Blue Genes

"When the going gets weird, the weird turn pro." -Hunter S. Thompson

This quote has been a personal mantra for me for many years. Why be normal when life on on the outskirts is always more vibrant? We remained in true gonzo form yesterday at the geneticist's office. Miles' doesn't have your standard trisomy 21. Nope, he has a rare form in which his second 21st chromosome is actually doubled. When you look at his karotype results, you see a single pair for 21, but one of the pair is doubled in length. What does this mean? I am still researching the topic, and I am struggling through all the genetic mumble-jumble. I topped out with the Punnet square in high school. Yes, I can accurately determine what color the geranium will be, but I cannot decipher Miles' condition.
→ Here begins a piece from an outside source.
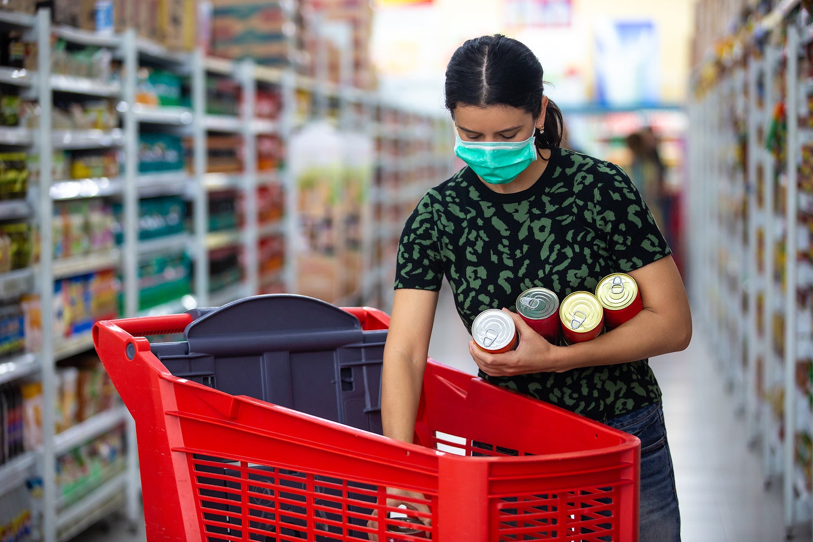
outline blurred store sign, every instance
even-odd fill
[[[567,27],[573,14],[572,0],[506,0],[509,27]]]
[[[373,4],[384,7],[388,6],[402,7],[404,6],[425,6],[433,2],[434,0],[374,0]]]
[[[651,20],[595,23],[596,102],[609,106],[661,101],[660,53]]]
Jesse and I will now have our blood tested to see if either of us are carriers of extra genetic material. Chances are slim, but this could mean that Miles' trisomy 21 resulted from one his 'rents having too much DNA. If that is the case, any future child would also develop trisomy 21. If either Jesse and I are positive, there are no physical consequences for us- no negative effects on our phenotypes. However, that bonus DNA will harm our offspring. This, like I said earlier, is very rare and not likely the situation. We are going ahead with our personal genetic screening because we would love to have more children. However, if pregnancy comes with guaranteed trisomy 21, the that price is too high. The geneticist cautioned us from getting tested, but we assured her that we are only testing out of curiosity. Our results will have no impact on our care for Miles. He will always be our top priority. We also know that our results will result in no change of his condition. Regardless of how he developed trisomy 21, he still has Down Syndrome.

On the much brighter side, the new doc said Miles is doing great. He looks and sounds wonderful. His growth is right on schedule. We are going back in 6 months to monitor his progress.